Continuing, he explained: “I may be a bit starry-eyed, but I think that being as open as possible with people helps avoid any appearance of partiality – telling people what you are doing and why. The Supreme Court is very lucky because you can watch its hearings on its website. When we tried the Brexit case, my wife heard someone on the radio stating that to say the hearing was going at a snail’s pace was unfair to snails. While appeal hearings are pretty boring to most non-lawyers, if people can see the Court in action and see the lawyers and the Justices taking it seriously, arguing it out carefully and dispassionately, I think boring in a way is quite good. But also, I think telling the people what’s going on, letting people see as much as possible, is centrally important.”

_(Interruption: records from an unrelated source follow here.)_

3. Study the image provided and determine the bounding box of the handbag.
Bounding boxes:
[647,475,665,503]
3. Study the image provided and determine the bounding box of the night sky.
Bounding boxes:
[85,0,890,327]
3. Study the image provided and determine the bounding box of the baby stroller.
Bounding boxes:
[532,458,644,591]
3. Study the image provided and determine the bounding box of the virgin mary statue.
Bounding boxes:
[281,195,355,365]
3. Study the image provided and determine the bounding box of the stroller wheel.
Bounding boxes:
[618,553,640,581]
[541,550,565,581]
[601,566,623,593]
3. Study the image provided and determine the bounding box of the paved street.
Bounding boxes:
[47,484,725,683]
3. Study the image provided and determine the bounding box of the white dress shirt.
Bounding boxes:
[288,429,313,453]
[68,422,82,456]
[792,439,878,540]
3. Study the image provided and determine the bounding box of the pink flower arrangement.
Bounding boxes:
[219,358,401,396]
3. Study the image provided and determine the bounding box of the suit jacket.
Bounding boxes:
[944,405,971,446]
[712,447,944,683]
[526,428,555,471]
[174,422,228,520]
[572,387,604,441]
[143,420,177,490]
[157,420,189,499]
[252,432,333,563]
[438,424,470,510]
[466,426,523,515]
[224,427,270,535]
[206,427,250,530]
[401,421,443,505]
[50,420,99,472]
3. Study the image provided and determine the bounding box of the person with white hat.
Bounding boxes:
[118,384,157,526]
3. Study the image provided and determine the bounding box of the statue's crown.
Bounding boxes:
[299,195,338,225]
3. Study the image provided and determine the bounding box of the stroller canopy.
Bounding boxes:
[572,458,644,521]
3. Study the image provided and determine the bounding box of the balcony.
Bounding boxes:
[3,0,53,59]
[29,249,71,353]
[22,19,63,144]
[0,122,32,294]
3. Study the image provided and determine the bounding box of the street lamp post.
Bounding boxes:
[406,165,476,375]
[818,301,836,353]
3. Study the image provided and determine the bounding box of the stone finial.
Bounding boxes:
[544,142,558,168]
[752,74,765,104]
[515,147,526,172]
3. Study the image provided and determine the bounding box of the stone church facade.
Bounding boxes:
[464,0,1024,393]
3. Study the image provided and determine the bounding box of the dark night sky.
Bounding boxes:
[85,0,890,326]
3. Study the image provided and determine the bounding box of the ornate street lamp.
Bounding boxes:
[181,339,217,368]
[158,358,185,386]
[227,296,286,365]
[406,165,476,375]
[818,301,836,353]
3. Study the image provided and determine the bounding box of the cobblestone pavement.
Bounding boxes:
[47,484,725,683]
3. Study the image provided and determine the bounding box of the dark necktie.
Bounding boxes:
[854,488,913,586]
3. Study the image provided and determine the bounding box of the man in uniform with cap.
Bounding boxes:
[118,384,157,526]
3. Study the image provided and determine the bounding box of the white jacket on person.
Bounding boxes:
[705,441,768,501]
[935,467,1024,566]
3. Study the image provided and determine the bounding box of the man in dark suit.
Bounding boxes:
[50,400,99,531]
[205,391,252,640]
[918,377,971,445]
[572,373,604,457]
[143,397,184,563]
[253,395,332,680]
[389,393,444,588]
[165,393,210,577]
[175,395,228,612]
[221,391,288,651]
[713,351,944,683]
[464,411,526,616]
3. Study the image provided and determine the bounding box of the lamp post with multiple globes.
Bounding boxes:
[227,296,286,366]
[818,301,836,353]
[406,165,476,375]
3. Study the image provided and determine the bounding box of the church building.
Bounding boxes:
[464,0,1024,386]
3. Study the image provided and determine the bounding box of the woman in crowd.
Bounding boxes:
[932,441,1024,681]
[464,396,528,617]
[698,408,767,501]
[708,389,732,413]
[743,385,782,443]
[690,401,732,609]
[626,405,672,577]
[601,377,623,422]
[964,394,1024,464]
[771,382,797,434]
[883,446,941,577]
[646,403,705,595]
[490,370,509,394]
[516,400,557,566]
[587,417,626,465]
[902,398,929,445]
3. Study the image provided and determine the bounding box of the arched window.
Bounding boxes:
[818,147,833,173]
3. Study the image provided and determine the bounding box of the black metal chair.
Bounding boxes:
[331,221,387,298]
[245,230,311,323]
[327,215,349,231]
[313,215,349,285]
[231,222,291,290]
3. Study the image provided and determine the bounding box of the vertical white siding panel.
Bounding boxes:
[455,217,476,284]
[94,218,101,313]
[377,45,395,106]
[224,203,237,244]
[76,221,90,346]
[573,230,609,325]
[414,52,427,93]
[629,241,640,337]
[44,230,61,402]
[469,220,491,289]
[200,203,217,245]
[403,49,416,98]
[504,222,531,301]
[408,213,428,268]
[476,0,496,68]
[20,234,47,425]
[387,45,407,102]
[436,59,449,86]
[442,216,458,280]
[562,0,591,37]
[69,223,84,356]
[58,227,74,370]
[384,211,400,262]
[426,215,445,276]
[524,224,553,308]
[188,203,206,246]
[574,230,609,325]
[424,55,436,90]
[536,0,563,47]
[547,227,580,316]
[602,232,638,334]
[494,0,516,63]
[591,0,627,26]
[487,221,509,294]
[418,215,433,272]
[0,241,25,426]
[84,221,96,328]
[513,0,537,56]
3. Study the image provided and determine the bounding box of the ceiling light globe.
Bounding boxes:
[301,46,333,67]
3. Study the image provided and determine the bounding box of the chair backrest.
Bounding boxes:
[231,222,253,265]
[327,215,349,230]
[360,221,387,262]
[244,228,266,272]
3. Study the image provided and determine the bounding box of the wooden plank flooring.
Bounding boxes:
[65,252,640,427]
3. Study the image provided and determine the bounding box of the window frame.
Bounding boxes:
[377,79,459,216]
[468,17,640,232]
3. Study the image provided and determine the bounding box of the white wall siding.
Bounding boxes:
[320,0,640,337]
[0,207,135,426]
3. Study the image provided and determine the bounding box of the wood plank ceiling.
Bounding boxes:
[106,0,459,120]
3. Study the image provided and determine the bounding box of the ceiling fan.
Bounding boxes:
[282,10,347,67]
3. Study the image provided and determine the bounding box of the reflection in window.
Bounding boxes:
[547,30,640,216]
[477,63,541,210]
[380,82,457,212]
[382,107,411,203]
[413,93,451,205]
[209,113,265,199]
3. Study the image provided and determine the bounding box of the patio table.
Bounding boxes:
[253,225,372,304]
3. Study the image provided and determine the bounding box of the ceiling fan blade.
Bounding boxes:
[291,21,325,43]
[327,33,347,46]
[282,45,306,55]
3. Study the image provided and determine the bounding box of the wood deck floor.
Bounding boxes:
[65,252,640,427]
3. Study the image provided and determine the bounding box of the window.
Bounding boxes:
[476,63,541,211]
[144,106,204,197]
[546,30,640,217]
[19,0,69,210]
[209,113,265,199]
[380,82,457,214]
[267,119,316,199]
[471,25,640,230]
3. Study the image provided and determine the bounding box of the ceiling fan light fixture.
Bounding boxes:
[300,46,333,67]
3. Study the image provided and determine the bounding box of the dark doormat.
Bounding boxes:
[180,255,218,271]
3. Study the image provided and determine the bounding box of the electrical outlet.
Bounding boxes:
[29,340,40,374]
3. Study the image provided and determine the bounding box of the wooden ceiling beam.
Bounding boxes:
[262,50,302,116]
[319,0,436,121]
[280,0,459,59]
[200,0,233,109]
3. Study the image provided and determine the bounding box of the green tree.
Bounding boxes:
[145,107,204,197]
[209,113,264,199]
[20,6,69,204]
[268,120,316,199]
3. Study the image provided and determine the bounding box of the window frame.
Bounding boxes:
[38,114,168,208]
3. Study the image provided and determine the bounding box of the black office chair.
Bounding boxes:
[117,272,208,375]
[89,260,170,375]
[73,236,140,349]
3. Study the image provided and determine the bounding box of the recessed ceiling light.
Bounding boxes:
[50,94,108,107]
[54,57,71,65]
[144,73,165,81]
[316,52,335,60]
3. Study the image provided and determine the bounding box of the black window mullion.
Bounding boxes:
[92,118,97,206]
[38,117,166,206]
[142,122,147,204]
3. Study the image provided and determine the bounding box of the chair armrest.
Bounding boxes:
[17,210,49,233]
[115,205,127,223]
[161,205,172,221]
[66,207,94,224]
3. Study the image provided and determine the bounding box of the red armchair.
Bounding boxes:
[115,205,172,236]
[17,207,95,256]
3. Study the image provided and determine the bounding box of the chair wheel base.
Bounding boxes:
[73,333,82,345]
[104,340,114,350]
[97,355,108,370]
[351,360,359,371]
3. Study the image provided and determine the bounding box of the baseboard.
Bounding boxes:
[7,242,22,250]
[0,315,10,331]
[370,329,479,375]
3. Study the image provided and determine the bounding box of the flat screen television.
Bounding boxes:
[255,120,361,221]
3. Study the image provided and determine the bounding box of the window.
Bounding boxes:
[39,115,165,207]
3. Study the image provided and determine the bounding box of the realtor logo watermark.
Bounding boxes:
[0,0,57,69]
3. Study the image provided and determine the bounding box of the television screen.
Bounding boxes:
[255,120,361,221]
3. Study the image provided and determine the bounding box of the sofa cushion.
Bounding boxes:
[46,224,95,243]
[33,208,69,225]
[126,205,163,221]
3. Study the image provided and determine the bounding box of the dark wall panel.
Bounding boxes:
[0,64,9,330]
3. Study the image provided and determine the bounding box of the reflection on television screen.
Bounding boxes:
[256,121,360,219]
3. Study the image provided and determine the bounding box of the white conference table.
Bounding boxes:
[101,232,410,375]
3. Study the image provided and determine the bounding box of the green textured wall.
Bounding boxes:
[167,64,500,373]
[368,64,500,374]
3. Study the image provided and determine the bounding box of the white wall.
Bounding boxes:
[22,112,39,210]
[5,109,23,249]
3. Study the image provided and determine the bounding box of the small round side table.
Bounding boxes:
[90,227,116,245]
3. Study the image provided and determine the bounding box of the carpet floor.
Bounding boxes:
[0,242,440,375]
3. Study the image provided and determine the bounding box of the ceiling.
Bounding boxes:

While avoiding the appearance of partiality can be difficult, Lord Neuberger noted that coping with unconscious bias is even more challenging. However, he explained that it can be managed at least to some extent with training. “Dealing with unconscious bias is a problem. It is something which I hope all judges would get training in – to be aware of it not only when selecting judges, but also when deciding cases, hearing witnesses and the like. It’s something which really should be looked at; however, there are limitations on how much the training, in and of itself can do,” he said.
As for what’s next, Lord Neuberger hopes to continue his work with the CFA as an NPJ. “I really enjoy the work. As long as I am wanted, and I have the physical and mental health to continue, then I hope I can carry on.”
Outside of his work with the CFA, Lord Neuberger hopes to build up an arbitration practice, but notes that he will have to wait and see how that goes. “Some of my former colleagues who have since retired from the judiciary have embarked on a similar path, achieving varying degrees of success. I cannot quite figure out why some are more successful than others, so I am uncertain how I will fair in a competitive market.”
Concluding, he noted his continued interest in science and his desire to re-engage with the scientific community. “There is an increasing relationship between the Royal Society and the UK Judiciary in terms of scientists wanting to talk to judges about science and how it can assist the courts and court users. I am very interested in the intersection of science and law, so I hope to support this initiative, as well.”